Testing and Verification

  • Identify critical edge cases including empty inputs, single elements, duplicates, negative numbers, overflow conditions, and maximum input sizes for a given problem.
  • Apply systematic debugging strategies including dry-run tracing, invariant checking, and binary search on code segments to locate logical errors during an interview.

Optimization Techniques

  • Analyze a suboptimal solution to identify which data structure substitution (e.g., array to hash map, list to heap) would yield the greatest complexity improvement.
  • Apply precomputation techniques including prefix sums, suffix arrays, and memoization to eliminate redundant work in repeated subproblem scenarios.
6 Behavioral and Communication
3 topics

STAR Method and Storytelling

  • Describe the STAR (Situation, Task, Action, Result) framework and explain how to structure behavioral interview responses for maximum clarity and impact.
  • Apply the STAR method to craft responses about leadership, conflict resolution, failure handling, and teamwork scenarios drawing from real professional experience.

Technical Communication

  • Apply effective whiteboard communication techniques including talking through your thought process, writing pseudocode, and drawing diagrams before writing code.
  • Explain technical trade-offs and design decisions to interviewers by articulating alternatives considered, criteria used, and rationale for the chosen approach.
  • Analyze interview time constraints to allocate appropriate time to problem clarification, solution design, coding, and testing phases during a 45-minute technical interview.
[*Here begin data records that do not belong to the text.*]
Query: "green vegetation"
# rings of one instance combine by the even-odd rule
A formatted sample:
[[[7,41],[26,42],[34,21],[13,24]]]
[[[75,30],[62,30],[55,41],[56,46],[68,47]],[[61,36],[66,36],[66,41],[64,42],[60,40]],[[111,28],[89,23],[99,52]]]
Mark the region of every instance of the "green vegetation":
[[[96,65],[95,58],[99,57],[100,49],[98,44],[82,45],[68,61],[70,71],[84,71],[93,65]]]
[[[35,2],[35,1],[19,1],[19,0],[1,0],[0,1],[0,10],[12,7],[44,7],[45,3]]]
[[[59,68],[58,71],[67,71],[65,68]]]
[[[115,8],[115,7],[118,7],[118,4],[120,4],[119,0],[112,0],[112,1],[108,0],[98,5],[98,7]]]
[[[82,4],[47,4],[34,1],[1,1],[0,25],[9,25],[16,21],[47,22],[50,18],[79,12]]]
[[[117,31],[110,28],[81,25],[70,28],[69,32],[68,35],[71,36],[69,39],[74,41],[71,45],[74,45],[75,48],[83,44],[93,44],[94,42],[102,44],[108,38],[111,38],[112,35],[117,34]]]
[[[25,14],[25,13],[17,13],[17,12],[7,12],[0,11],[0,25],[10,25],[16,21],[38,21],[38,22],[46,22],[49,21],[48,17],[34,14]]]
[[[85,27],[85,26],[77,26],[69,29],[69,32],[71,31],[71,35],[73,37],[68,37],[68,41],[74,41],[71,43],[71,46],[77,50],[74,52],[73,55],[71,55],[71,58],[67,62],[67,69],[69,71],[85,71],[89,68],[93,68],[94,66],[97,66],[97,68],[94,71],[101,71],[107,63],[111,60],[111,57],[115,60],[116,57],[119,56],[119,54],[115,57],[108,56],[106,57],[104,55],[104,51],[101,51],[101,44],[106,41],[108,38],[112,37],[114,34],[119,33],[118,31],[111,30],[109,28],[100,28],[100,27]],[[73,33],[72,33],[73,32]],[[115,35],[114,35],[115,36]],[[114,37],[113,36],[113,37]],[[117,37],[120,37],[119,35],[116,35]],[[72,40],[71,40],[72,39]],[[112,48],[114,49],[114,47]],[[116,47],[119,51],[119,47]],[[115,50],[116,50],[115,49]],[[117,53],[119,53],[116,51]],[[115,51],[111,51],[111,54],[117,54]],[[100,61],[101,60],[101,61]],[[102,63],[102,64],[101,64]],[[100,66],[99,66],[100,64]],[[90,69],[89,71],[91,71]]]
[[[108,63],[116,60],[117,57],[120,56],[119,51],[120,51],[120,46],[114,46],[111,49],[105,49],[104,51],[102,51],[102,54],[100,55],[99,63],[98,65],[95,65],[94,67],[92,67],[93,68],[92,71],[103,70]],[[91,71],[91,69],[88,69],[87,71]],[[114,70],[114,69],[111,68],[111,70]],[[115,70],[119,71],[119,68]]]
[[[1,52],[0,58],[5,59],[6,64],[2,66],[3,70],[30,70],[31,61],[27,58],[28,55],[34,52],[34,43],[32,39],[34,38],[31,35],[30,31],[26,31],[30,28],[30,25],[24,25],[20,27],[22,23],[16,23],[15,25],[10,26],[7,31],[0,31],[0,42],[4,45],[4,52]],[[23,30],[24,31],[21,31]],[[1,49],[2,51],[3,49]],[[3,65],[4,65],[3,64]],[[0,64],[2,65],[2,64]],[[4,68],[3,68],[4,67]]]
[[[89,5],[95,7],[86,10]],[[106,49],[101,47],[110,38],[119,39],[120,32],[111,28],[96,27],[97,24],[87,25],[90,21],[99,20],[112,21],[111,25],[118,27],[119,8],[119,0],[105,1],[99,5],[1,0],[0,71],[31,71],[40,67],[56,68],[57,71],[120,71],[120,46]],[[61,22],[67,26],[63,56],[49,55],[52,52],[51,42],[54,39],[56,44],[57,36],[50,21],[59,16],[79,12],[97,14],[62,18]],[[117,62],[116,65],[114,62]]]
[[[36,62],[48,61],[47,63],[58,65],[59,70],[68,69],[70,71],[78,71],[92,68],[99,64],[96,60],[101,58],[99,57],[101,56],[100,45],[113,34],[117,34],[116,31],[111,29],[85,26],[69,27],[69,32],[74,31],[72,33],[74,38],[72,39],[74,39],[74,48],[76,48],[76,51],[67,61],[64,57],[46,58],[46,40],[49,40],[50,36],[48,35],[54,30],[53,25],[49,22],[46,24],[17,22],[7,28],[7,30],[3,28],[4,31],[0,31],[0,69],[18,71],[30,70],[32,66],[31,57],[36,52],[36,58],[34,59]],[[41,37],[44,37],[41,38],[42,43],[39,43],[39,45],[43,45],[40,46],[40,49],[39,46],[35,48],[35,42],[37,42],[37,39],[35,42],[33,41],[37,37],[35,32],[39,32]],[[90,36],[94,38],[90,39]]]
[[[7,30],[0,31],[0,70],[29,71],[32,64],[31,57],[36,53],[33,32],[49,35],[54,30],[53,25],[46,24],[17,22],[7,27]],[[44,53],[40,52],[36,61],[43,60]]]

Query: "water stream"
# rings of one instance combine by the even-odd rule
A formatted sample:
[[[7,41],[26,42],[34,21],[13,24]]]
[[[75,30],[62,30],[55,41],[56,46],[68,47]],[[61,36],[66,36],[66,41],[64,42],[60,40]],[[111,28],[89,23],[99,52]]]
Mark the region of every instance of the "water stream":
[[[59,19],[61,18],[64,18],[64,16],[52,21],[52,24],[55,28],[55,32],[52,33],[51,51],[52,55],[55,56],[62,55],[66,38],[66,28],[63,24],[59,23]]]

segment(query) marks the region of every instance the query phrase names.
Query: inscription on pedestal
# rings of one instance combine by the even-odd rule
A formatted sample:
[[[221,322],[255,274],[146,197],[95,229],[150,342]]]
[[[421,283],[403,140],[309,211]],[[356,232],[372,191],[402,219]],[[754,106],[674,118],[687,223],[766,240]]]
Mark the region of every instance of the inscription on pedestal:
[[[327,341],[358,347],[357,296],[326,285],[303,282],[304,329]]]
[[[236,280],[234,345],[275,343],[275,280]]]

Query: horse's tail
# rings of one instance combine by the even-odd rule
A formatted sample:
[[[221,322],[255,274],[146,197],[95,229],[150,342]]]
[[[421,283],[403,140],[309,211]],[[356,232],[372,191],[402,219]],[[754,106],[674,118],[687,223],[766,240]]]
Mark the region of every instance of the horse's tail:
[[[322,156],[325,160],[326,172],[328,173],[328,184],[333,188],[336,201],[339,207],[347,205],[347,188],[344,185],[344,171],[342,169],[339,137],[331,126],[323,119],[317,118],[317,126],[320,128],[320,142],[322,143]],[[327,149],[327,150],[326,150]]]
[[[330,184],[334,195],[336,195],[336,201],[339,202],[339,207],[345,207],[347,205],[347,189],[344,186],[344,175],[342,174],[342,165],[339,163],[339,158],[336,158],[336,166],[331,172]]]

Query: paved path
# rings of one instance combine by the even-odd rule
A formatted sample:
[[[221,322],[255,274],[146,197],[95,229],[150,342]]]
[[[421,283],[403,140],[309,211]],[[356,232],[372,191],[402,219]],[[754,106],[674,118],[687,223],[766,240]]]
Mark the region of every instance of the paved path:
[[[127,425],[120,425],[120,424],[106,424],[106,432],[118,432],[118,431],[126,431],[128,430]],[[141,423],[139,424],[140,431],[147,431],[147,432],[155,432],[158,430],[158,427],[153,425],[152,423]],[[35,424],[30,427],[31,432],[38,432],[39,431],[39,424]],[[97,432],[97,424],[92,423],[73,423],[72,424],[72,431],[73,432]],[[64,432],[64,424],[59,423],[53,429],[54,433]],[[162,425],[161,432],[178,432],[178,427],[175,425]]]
Culture and Values Alignment

  • Describe strategies for researching a company's engineering culture, values, and technical challenges to prepare targeted behavioral responses.
  • Apply growth mindset framing to discuss past failures, learning experiences, and professional development in a way that demonstrates self-awareness and resilience.

Hands-On Labs

3 labs ~60 min total Console Simulator Code Sandbox

Practice in a simulated cloud console or Python code sandbox — no account needed. Each lab runs entirely in your browser.

Scope

Included Topics

  • Core data structures: arrays, strings, linked lists, stacks, queues, hash tables, trees (binary, BST, AVL, trie), heaps, graphs (directed, undirected, weighted).
  • Fundamental algorithms: sorting (merge, quick, heap, counting, radix), searching (binary search, BFS, DFS), dynamic programming, greedy algorithms, backtracking, divide and conquer.
  • System design basics: load balancers, caching, database sharding, message queues, API design, scalability patterns, CAP theorem, and microservice concepts.
  • Complexity analysis: Big-O, Big-Theta, Big-Omega notation, time and space complexity for common operations, amortized analysis basics.
  • Problem-solving strategies: pattern recognition, constraint identification, brute force to optimal progression, edge case analysis, test case design.
  • Behavioral and communication skills: STAR method, explaining technical decisions, whiteboard communication, clarifying ambiguous requirements, time management during interviews.

Not Covered

  • Solutions to specific LeetCode or HackerRank problems.
  • Company-specific interview processes, hiring timelines, or recruiter strategies.
  • Language-specific syntax, standard library details, or framework knowledge.
  • Competitive programming techniques beyond standard interview scope (e.g., segment trees, heavy-light decomposition).
  • Salary negotiation, offer evaluation, or career coaching.
  • Machine learning, data science, or domain-specific system design (e.g., ML system design).